Smock authored a spiritual autobiography titled Who Will Rise Up? in which he recounts his unruly youth and conversion experience and defends his confrontational approach to evangelism.

Smock and his wife, Cindy, used a distinctive preaching style, termed "confrontational evangelism" in the subtitle of his autobiography. Their controversial variant of evangelism is shared by some street and campus preachers, who hope that a spiritual rebuke will force those they consider sinners to repent. In his autobiography, Smock referred to his college evangelical group as "The Destroyers", but this name is not presently being used on his website.

Smock was a member of the United Methodist Church, although his actions, views, and theology were not indicative of its positions.

College newspapers have reported some of his statements: "I don't know how the whorehouses in this town stay open—all of you sorority girls are giving it away for free!" and "Who are you, Bob Marley?" (addressed to a black student with dreadlocks). He often shouted, "A masturbator today is a homosexual tomorrow." His assistants carried signs declaring that feminists, liberals, and those who listen to rock and roll are destined for Hell, along with homosexuals, fornicators, those who use tampons, and masturbators. As a result of his aggressive, rude, and confrontational style of preaching, Brother Jed was frequently mocked and accused of intolerance.

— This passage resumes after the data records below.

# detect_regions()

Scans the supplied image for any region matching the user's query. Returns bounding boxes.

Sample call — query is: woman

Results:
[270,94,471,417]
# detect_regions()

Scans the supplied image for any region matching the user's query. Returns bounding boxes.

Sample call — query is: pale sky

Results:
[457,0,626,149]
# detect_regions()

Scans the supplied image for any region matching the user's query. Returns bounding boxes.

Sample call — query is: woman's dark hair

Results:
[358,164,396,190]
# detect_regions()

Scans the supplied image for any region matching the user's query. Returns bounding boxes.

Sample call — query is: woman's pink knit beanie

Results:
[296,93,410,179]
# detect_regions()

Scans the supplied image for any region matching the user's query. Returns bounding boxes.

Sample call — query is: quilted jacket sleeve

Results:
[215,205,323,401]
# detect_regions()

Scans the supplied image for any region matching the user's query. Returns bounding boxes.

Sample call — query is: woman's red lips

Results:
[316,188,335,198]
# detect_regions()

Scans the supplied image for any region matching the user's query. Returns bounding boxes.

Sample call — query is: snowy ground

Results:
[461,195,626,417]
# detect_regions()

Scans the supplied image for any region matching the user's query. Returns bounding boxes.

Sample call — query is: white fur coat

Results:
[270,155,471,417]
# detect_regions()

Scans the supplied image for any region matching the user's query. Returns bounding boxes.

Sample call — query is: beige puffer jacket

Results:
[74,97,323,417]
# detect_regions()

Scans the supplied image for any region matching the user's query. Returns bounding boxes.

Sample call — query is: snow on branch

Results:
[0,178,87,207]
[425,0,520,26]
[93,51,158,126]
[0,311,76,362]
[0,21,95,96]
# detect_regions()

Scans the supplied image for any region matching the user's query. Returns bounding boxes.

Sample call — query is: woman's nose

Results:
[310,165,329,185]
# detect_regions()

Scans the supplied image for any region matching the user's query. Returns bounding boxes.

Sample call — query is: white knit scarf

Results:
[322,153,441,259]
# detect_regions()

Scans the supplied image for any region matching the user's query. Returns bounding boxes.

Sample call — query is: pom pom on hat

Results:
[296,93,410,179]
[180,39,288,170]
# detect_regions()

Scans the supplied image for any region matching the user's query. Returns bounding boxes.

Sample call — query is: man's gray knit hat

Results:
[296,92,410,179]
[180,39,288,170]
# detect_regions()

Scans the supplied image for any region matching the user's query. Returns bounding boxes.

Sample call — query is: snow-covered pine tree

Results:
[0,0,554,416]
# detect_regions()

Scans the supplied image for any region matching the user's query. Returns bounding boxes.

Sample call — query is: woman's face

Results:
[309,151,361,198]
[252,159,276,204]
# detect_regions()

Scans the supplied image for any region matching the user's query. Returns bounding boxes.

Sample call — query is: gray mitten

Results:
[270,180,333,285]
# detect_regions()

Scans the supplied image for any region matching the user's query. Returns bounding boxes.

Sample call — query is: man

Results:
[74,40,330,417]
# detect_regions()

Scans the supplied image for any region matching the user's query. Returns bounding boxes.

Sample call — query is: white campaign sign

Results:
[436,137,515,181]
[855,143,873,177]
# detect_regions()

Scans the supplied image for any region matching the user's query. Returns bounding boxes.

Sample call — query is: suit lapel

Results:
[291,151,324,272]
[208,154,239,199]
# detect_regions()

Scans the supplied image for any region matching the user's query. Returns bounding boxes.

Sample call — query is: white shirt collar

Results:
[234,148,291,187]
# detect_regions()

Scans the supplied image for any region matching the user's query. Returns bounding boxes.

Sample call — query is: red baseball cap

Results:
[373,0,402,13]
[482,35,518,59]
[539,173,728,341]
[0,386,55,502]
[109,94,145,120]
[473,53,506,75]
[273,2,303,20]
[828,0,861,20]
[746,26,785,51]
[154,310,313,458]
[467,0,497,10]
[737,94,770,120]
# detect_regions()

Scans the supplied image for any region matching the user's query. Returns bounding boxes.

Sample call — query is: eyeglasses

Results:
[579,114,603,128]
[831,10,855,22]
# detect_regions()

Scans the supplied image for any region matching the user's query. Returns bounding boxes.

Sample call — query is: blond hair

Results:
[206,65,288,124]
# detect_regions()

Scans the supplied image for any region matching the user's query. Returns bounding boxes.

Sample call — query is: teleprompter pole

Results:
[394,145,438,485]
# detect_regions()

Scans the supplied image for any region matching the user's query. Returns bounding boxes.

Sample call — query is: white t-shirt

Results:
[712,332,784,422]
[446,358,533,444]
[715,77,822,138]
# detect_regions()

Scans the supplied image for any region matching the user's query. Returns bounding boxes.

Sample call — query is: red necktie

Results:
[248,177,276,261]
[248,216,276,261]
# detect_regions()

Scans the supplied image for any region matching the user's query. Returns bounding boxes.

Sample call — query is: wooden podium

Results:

Besides issues relating to coarse language with immodest sexual references, Smock claimed to be sinless, holding a position called Christian perfection. He held to Pelagianism, identifying himself with the teachings of Pelagius. In addition, he held a view of God that denied that goodness is an essential attribute of God's nature.

== Fictional portrayals ==
Smock's character was the basis of the 2012 short, Battle of the Sects, in which an extreme evangelical preacher visits a university only to be run out by the campus Christians.